The principle behind seeking out pain is that if you intentionally take up challenges and fill the pain side of your balance voluntarily, you prevent the gremlins from having to do it. Moreover, they will move over to the pleasure side of the balance. Lembke says, “Those gremlins are agnostic to whatever the initial stimulus was.”
Another benefit is that it is not followed by a dip below the baseline (deficit state). She gives examples of exercising or taking cold showers. “This is a healthy way to get our dopamine indirectly by paying for it upfront.” An example of this pain/pleasure balance is my research and writing for this article during my holiday. I could have easily spent these hours finishing Tears of the Kingdom, but that wouldn’t have given me the same satisfaction.
This article, like many, took shape after a painful start.
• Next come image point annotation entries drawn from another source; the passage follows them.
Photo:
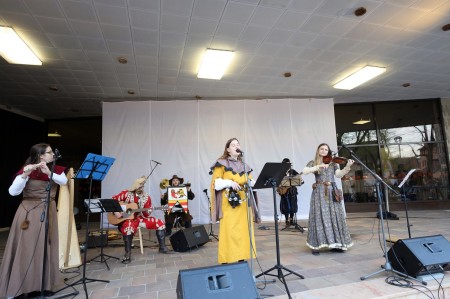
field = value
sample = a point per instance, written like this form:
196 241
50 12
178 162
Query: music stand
293 181
102 205
94 167
270 177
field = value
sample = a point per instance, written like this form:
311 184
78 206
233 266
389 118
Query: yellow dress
234 237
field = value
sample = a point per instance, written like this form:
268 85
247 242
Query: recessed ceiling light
54 134
360 11
14 49
214 64
361 122
359 77
122 60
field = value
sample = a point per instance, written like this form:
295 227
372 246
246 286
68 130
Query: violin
333 159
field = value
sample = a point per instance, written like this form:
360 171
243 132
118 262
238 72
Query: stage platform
328 275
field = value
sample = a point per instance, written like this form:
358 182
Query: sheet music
406 178
95 205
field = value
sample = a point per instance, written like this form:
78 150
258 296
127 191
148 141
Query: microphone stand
387 265
250 201
44 217
211 232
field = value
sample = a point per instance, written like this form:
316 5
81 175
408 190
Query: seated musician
177 210
288 202
128 227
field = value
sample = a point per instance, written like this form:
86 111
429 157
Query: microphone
57 154
344 146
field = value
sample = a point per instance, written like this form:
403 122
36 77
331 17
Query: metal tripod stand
270 177
387 264
211 232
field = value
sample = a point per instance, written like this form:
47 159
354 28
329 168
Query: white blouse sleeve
60 179
17 186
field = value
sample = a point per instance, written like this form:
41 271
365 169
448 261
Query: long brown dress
22 264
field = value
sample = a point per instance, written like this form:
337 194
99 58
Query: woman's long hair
225 154
35 153
318 158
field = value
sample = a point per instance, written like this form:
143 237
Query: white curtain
188 136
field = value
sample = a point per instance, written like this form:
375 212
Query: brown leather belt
326 183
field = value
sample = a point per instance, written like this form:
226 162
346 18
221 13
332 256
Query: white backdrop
188 136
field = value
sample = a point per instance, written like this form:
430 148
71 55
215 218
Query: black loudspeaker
420 256
218 282
186 239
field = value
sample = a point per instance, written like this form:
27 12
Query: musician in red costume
136 194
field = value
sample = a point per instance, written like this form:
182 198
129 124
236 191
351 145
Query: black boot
169 228
128 241
161 236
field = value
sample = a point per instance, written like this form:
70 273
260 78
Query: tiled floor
329 275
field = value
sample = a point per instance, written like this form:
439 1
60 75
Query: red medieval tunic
143 218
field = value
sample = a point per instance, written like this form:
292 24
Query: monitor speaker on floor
420 256
189 238
217 282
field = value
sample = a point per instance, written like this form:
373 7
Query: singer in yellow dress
229 205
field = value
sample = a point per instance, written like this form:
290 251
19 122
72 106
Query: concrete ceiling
318 41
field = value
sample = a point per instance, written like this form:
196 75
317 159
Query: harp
69 249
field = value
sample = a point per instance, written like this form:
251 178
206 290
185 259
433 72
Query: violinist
327 226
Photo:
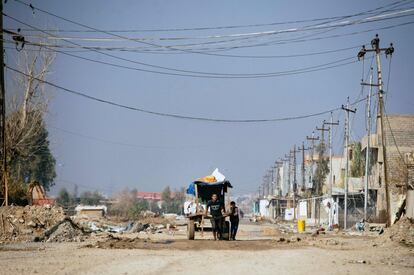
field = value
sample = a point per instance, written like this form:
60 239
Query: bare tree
29 103
26 135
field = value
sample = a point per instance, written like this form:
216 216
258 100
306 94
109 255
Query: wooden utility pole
3 114
367 149
332 124
347 110
321 155
303 149
312 139
383 177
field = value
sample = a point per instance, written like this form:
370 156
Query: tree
137 207
322 169
358 161
64 198
29 158
124 201
91 198
172 203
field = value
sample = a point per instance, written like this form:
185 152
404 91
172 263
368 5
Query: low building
398 141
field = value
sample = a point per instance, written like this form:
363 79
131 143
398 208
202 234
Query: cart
203 192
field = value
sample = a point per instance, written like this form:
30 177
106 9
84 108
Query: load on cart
199 193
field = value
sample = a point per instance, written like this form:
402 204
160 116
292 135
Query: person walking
216 210
234 220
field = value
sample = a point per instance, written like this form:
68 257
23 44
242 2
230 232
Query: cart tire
190 229
226 230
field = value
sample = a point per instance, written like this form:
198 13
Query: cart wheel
190 229
226 230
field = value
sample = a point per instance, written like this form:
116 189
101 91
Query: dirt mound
64 231
18 223
401 232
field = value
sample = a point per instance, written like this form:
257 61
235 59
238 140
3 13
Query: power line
39 44
377 17
170 48
212 51
177 116
195 73
233 26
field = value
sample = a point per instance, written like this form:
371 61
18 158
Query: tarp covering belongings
209 185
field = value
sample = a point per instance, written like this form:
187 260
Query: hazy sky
149 152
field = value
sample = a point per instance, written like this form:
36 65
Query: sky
106 148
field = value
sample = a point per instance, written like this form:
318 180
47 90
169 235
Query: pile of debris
19 223
402 232
64 231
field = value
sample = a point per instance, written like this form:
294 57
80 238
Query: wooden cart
203 192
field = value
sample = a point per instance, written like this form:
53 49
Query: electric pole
277 178
312 139
321 154
303 149
331 123
375 47
3 115
347 110
367 150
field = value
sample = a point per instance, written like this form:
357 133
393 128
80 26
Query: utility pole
323 130
295 184
278 179
347 110
375 47
3 115
331 123
303 149
312 139
367 150
321 155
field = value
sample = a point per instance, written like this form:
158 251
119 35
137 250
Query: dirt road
167 254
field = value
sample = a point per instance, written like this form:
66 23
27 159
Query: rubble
18 223
402 232
64 231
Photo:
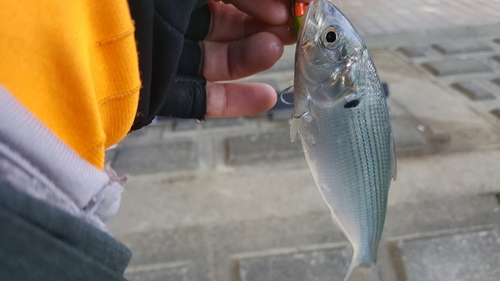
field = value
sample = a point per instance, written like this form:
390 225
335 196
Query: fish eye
329 37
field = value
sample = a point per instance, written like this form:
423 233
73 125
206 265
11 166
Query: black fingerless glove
170 58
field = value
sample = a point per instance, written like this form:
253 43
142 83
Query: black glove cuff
186 98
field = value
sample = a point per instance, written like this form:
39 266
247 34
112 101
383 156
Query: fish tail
359 272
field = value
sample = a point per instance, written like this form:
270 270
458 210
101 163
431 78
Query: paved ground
233 199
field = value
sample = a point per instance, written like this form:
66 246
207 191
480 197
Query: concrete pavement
233 199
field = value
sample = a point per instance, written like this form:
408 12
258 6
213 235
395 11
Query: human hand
245 37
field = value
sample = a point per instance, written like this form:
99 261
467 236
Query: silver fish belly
342 117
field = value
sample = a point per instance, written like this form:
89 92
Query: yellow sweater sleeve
74 64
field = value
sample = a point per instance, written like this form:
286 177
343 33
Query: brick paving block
462 47
473 91
157 158
176 273
188 124
418 51
457 257
457 66
319 265
496 112
242 150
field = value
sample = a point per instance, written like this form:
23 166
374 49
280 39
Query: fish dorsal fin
394 170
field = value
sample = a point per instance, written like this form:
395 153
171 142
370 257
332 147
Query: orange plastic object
299 9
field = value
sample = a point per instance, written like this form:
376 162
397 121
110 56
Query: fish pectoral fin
294 127
394 169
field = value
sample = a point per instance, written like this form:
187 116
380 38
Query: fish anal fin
362 273
394 169
294 127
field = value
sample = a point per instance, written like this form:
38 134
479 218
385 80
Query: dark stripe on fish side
358 138
370 162
369 121
377 117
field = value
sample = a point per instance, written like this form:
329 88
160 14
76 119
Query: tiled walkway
373 17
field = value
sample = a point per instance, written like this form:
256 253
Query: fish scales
342 117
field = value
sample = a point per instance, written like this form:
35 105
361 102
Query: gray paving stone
406 134
175 273
455 257
496 81
318 265
457 66
473 91
418 51
185 252
496 112
462 47
186 125
157 158
242 150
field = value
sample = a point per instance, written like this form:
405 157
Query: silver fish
342 117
The pursuit became joyful, and I regularly entered a flow state (surprise: these are also regulated by dopamine). I finished TotK later but with a more prominent feeling of reward.
Self-control and the ability to seek challenges are the paradoxical keys to happiness in times of abundance. Huberman states: “Don’t spike dopamine before engaging in effort, and don’t spike dopamine after engaging in effort. Learn to spike dopamine from effort itself.”
Breaking the cycle and lowering your baseline requires moderation, like a gaming detox (temporary abstinence) or permanent habit changes. Gamers often boast about their extensive playing hours, occasionally prioritizing gaming over their social lives. But in understanding your limits and how dopamine works in this equation, people can further research and work towards their balance of gaming and real life along with other pursuits.
Enjoy the Process, Not the Reward
I recently saw a billboard from a wine shop: drink less, drink better. Playing video games too much can be harmful, as can drinking too much wine. But to be clear, that does not mean they’re inherently wrong. Video games can be a fantastic way to achieve pleasure and happiness. I’m quite certain that playing Tears of the Kingdom made me happy, just like my current experience of progressing through Sonic Mania and Chrono Trigger.
So, for anyone to whom this article strikes a chord, I offer this parting adage: play less, play better.